TL;DR: Google has released Gemini 3, achieving a breakthrough 1501 Elo score on LMArena and demonstrating PhD-level reasoning with 37.5% on Humanity’s Last Exam. The release includes Gemini 3 Deep Think mode for enhanced reasoning, new agentic development platform Google Antigravity, and immediate availability across Search, Gemini app, AI Studio, and Vertex AI. The model excels at multimodal understanding with 81% on MMMU-Pro and tops WebDev Arena with 1487 Elo.

Google has unveiled Gemini 3, marking what CEO Sundar Pichai describes as “a new era of intelligence” that combines advanced reasoning, multimodal understanding, and agentic capabilities. The model represents a significant leap from Gemini 2.5 Pro, which topped LMArena for over six months.

Gemini 3 Pro achieves state-of-the-art performance across major AI benchmarks, including 91.9% on GPQA Diamond for PhD-level reasoning and 23.4% on MathArena Apex for advanced mathematics. Beyond text, the model demonstrates exceptional multimodal reasoning with 81% on MMMU-Pro and 87.6% on Video-MMMU.

“It’s state-of-the-art in reasoning, built to grasp depth and nuance — whether it’s perceiving the subtle clues in a creative idea, or peeling apart the overlapping layers of a difficult problem,” writes Pichai. The model is designed to understand context and intent with less prompting, representing what Google characterizes as evolution “from simply reading text and images to reading the room.”

Deep Think Mode and Agentic Development

Gemini 3 Deep Think mode pushes reasoning capabilities further, achieving 41.0% on Humanity’s Last Exam (without tools) and an unprecedented 45.1% on ARC-AGI-2, demonstrating novel problem-solving abilities. The enhanced mode will initially be available to safety testers before rolling out to Google AI Ultra subscribers.

Google has introduced Antigravity, a new agentic development platform that transforms AI assistance from toolkit to active partner. Powered by Gemini 3’s advanced reasoning and tool use capabilities, Antigravity agents have direct access to editor, terminal, and browser—autonomously planning and executing complex end-to-end software tasks whilst validating their own code.

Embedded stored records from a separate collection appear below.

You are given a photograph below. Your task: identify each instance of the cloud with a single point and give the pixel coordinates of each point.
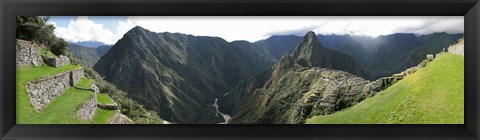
(84, 29)
(257, 28)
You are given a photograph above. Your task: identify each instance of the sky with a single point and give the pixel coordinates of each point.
(110, 29)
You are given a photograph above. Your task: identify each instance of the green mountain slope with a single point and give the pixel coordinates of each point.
(434, 94)
(179, 75)
(299, 86)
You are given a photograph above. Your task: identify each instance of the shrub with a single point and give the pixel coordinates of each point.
(36, 29)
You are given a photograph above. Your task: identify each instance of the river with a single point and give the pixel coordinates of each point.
(226, 117)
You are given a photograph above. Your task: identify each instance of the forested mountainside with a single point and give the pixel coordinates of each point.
(179, 75)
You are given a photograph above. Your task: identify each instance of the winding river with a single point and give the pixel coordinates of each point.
(226, 117)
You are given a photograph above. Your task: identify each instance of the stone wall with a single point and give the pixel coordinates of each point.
(119, 118)
(44, 90)
(88, 109)
(458, 48)
(75, 76)
(27, 53)
(57, 62)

The platform integrates Gemini 2.5 Computer Use model for browser control and Nano Banana (Gemini 2.5 Image) for image editing, enabling agents to independently plan, code applications, and validate execution through browser-based computer use.

Superior Coding and Long-Horizon Planning

Gemini 3 demonstrates exceptional coding capabilities, topping WebDev Arena leaderboard with 1487 Elo and achieving 76.2% on SWE-bench Verified. The model scores 54.2% on Terminal-Bench 2.0, which tests tool use ability to operate computers via terminal.

For long-horizon planning, Gemini 3 Pro tops Vending-Bench 2, maintaining consistent tool usage and decision-making for a full simulated year of vending machine business operation. This improved planning capability enables more reliable multi-step workflows—from booking local services to organizing inboxes.

“This means Gemini 3 can better help you get things done in everyday life,” notes the announcement. Google AI Ultra subscribers can access these agentic capabilities through Gemini Agent in the Gemini app, with expansion to more Google products planned.

Immediate Availability and Safety Focus

Gemini 3 launches today across Google’s ecosystem, including the Gemini app, AI Mode in Search, AI Studio, Vertex AI, and Gemini CLI. Third-party platform integrations include Cursor, GitHub, JetBrains, Manus, and Replit.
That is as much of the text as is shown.